METHODS: CDCA5 expression was identified through immunohistochemistry staining in breast cancer specimens. The correlation between CDCA5 expression with clinicopathological features and prognosis of breast cancer patients was analyzed using a tissue microarray. CDCA5 function in breast cancer was explored in CDCA5-overexpressed/knockdown cells and mice models. Co-IP, ChIP and dual-luciferase reporter assay assays were performed to clarify underlying molecular mechanisms.
RESULTS: We found that CDCA5 was expressed at a higher level in breast cancer tissues and cell lines, and overexpression of CDCA5 was significantly associated with poor prognosis of patients with breast cancer. Moreover, CDCA5 knockdown significantly suppressed the proliferation and migration, while promoted apoptosis in vitro. Mechanistically, we revealed that CDCA5 played an important role in promoting the binding of E2F transcription factor 1 (E2F1) to the forkhead box M1 (FOXM1) promoter. Furthermore, the data of in vitro and in vivo revealed that depletion of FOXM1 alleviated the effect of CDCA5 overexpression on breast cancer. Additionally, we revealed that the Wnt/β-catenin signaling pathway was required for CDCA5 induced progression of breast cancer.
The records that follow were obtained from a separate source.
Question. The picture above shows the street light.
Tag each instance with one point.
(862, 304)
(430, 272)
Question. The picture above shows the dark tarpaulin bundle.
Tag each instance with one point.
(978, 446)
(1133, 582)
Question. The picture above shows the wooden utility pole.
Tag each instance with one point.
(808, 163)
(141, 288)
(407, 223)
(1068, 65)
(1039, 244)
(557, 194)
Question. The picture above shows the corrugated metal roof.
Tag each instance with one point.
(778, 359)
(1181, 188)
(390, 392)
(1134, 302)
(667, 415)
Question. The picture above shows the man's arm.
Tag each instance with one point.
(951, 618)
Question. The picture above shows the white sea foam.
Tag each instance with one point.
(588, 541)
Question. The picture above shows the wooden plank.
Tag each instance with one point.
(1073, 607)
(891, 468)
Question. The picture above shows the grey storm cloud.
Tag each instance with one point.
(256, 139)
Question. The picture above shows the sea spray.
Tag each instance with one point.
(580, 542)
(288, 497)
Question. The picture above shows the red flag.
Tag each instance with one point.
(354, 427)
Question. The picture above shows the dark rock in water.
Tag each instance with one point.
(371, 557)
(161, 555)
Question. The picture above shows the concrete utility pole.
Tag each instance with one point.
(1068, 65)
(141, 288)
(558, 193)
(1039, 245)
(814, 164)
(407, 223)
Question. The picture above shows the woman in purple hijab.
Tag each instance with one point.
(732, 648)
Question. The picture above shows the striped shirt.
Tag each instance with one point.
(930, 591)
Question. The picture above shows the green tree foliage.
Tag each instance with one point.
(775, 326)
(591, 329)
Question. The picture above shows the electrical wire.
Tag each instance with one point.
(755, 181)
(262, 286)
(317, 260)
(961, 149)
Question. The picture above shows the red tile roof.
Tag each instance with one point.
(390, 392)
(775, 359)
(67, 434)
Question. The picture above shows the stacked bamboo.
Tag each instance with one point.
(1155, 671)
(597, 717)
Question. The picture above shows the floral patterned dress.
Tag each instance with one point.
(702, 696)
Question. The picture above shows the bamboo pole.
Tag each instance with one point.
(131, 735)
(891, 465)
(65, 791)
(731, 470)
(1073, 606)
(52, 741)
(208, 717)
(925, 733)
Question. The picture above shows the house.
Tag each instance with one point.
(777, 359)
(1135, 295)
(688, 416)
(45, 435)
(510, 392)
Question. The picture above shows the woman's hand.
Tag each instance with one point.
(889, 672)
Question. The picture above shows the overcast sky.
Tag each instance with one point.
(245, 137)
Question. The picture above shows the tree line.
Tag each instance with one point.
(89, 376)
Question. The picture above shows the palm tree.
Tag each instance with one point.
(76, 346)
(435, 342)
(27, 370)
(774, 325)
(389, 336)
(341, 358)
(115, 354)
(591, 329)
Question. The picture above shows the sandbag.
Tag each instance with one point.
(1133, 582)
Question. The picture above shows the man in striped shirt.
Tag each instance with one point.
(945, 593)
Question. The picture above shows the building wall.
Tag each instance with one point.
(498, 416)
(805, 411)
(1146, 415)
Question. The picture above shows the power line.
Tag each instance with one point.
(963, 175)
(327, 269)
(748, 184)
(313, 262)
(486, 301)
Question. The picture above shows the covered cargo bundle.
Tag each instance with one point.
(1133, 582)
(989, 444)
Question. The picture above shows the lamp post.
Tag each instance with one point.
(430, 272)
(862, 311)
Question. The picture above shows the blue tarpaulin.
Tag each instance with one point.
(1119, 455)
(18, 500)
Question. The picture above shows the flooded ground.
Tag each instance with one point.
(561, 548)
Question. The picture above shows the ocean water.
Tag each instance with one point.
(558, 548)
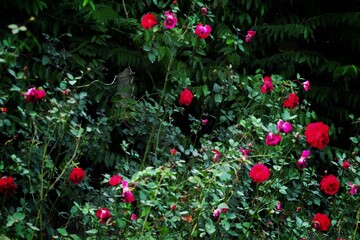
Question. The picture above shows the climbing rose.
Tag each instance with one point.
(330, 184)
(292, 101)
(127, 194)
(77, 175)
(7, 185)
(133, 217)
(203, 31)
(353, 188)
(302, 161)
(321, 222)
(272, 139)
(250, 35)
(115, 180)
(148, 21)
(317, 135)
(103, 214)
(306, 85)
(33, 95)
(267, 86)
(186, 97)
(259, 173)
(346, 164)
(170, 20)
(283, 126)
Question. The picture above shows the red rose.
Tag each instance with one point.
(33, 95)
(77, 175)
(148, 21)
(317, 135)
(7, 185)
(103, 214)
(321, 222)
(267, 86)
(292, 101)
(186, 97)
(259, 173)
(115, 180)
(330, 184)
(203, 31)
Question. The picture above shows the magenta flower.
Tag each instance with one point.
(250, 35)
(272, 139)
(170, 20)
(306, 85)
(267, 86)
(353, 188)
(217, 155)
(203, 31)
(283, 126)
(245, 152)
(302, 161)
(127, 194)
(133, 217)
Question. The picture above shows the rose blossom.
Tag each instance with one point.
(77, 175)
(346, 164)
(203, 31)
(250, 35)
(148, 21)
(353, 188)
(302, 161)
(7, 185)
(115, 180)
(103, 214)
(259, 173)
(292, 101)
(170, 20)
(267, 86)
(33, 95)
(272, 139)
(127, 194)
(186, 97)
(306, 85)
(317, 135)
(321, 222)
(330, 184)
(283, 126)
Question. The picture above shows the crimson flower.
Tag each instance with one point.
(33, 95)
(170, 20)
(267, 86)
(148, 21)
(186, 97)
(330, 184)
(292, 101)
(127, 194)
(283, 126)
(259, 173)
(306, 85)
(272, 139)
(321, 222)
(77, 175)
(103, 214)
(115, 180)
(203, 31)
(346, 164)
(7, 185)
(317, 135)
CONCLUSIONS: We suggested that CDCA5 promoted progression of breast cancer via CDCA5/FOXM1/Wnt axis, CDCA5 might serve as a novel therapeutic target for breast cancer treatment.
METHODS: CDCA5 expression was identified through immunohistochemistry staining in breast cancer specimens. The correlation between CDCA5 expression with clinicopathological features and prognosis of breast cancer patients was analyzed using a tissue microarray. CDCA5 function in breast cancer was explored in CDCA5-overexpressed/knockdown cells and mice models. Co-IP, ChIP and dual-luciferase reporter assay assays were performed to clarify underlying molecular mechanisms.
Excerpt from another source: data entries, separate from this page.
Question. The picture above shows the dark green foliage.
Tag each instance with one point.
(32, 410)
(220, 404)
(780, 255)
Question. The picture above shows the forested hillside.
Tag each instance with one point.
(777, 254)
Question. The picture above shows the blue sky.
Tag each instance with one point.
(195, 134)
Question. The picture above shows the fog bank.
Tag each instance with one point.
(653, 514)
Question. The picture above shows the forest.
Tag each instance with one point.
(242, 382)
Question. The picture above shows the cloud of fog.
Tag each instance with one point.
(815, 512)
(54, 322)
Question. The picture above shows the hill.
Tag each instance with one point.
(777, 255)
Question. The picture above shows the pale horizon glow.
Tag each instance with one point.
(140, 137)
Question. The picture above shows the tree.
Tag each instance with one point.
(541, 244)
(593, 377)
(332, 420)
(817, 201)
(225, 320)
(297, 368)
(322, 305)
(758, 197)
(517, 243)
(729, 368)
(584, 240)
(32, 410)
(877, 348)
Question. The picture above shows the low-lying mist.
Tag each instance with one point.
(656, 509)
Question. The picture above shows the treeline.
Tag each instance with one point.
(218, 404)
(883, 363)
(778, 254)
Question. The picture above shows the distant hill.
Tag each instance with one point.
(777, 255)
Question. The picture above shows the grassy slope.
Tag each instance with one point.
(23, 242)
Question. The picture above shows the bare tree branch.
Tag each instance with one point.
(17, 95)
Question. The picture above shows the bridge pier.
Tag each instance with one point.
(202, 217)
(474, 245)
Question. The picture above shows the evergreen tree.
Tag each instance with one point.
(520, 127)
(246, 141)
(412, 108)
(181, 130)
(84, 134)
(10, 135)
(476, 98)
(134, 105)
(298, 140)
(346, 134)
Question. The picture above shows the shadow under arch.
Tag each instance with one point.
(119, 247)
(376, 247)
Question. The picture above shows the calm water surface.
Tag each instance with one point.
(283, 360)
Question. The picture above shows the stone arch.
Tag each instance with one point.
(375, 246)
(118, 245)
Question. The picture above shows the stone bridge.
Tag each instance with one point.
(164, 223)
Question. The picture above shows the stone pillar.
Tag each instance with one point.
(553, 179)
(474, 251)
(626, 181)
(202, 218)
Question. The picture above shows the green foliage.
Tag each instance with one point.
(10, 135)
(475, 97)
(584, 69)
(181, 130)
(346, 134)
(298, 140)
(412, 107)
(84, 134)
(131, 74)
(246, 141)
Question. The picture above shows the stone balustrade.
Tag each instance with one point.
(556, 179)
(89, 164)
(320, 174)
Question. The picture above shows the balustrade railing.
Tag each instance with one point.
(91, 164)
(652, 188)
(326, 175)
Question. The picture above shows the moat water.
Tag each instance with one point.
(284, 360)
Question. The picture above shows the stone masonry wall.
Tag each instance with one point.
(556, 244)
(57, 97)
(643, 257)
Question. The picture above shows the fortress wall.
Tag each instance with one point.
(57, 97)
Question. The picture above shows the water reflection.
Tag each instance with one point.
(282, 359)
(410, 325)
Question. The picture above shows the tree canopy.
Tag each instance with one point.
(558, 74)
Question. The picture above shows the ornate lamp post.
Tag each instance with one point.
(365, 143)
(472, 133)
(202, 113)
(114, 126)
RESULTS: We found that CDCA5 was expressed at a higher level in breast cancer tissues and cell lines, and overexpression of CDCA5 was significantly associated with poor prognosis of patients with breast cancer. Moreover, CDCA5 knockdown significantly suppressed the proliferation and migration, while promoted apoptosis in vitro. Mechanistically, we revealed that CDCA5 played an important role in promoting the binding of E2F transcription factor 1 (E2F1) to the forkhead box M1 (FOXM1) promoter. Furthermore, the data of in vitro and in vivo revealed that depletion of FOXM1 alleviated the effect of CDCA5 overexpression on breast cancer. Additionally, we revealed that the Wnt/β-catenin signaling pathway was required for CDCA5 induced progression of breast cancer.
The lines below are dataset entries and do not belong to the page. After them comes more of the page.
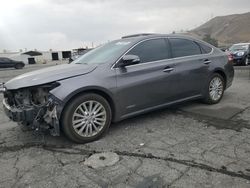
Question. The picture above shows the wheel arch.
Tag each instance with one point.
(222, 73)
(96, 90)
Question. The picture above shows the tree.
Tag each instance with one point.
(210, 40)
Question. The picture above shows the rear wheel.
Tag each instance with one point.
(215, 89)
(86, 118)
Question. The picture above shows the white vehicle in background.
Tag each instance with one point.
(240, 53)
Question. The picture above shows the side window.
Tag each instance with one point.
(3, 59)
(184, 47)
(151, 50)
(205, 49)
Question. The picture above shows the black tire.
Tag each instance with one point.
(71, 108)
(19, 66)
(208, 99)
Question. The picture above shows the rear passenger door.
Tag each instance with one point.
(191, 65)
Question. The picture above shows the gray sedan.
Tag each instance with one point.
(121, 79)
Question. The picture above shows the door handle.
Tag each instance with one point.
(207, 61)
(168, 69)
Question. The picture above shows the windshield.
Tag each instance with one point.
(239, 47)
(109, 52)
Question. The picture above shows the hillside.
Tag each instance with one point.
(226, 29)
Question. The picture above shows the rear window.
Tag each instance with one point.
(184, 47)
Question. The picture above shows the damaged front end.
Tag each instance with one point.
(34, 107)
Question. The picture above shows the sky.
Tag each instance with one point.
(68, 24)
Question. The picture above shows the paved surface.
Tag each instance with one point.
(189, 145)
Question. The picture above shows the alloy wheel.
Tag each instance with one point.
(216, 88)
(89, 118)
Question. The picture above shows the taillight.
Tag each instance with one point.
(230, 57)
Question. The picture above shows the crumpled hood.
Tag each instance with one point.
(47, 75)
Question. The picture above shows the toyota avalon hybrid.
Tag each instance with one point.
(121, 79)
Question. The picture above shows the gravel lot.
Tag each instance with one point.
(189, 145)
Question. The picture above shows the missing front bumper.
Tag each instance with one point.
(37, 118)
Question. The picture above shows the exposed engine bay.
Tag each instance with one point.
(33, 107)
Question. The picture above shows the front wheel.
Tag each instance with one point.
(215, 89)
(86, 118)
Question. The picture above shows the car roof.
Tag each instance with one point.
(141, 36)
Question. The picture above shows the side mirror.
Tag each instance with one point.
(129, 60)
CONCLUSIONS: We suggested that CDCA5 promoted progression of breast cancer via CDCA5/FOXM1/Wnt axis, CDCA5 might serve as a novel therapeutic target for breast cancer treatment.
摘要:
背景:乳腺癌是女性最常见的恶性肿瘤之一。细胞分裂周期相关5(CDCA5),姐妹染色单体内聚力的主要调节剂,据报道在几种类型的癌症中上调。这里,探讨CDCA5在乳腺癌中的作用及调控机制。
方法:通过免疫组织化学染色在乳腺癌标本中鉴定CDCA5的表达。采用组织芯片技术分析CDCA5表达与乳腺癌患者临床病理特征及预后的相关性。在CDCA5过表达/敲低的细胞和小鼠模型中探索了CDCA5在乳腺癌中的功能。共同IP,进行ChIP和双荧光素酶报告基因测定以阐明潜在的分子机制。
结果:我们发现CDCA5在乳腺癌组织和细胞系中的表达水平更高,CDCA5的过度表达与乳腺癌患者的不良预后显著相关。此外,CDCA5敲低显著抑制增殖和迁移,同时在体外促进细胞凋亡。机械上,我们发现CDCA5在促进E2F转录因子1(E2F1)与叉头框M1(FOXM1)启动子的结合中起重要作用。此外,体外和体内数据显示FOXM1的消耗减轻了CDCA5过表达对乳腺癌的影响。此外,我们发现Wnt/β-catenin信号通路是CDCA5诱导乳腺癌进展所必需的.
结论:我们建议CDCA5通过CDCA5/FOXM1/Wnt轴促进乳腺癌的进展,CDCA5可能成为乳腺癌治疗的新靶点。
方法:通过免疫组织化学染色在乳腺癌标本中鉴定CDCA5的表达。采用组织芯片技术分析CDCA5表达与乳腺癌患者临床病理特征及预后的相关性。在CDCA5过表达/敲低的细胞和小鼠模型中探索了CDCA5在乳腺癌中的功能。共同IP,进行ChIP和双荧光素酶报告基因测定以阐明潜在的分子机制。
结果:我们发现CDCA5在乳腺癌组织和细胞系中的表达水平更高,CDCA5的过度表达与乳腺癌患者的不良预后显著相关。此外,CDCA5敲低显著抑制增殖和迁移,同时在体外促进细胞凋亡。机械上,我们发现CDCA5在促进E2F转录因子1(E2F1)与叉头框M1(FOXM1)启动子的结合中起重要作用。此外,体外和体内数据显示FOXM1的消耗减轻了CDCA5过表达对乳腺癌的影响。此外,我们发现Wnt/β-catenin信号通路是CDCA5诱导乳腺癌进展所必需的.
结论:我们建议CDCA5通过CDCA5/FOXM1/Wnt轴促进乳腺癌的进展,CDCA5可能成为乳腺癌治疗的新靶点。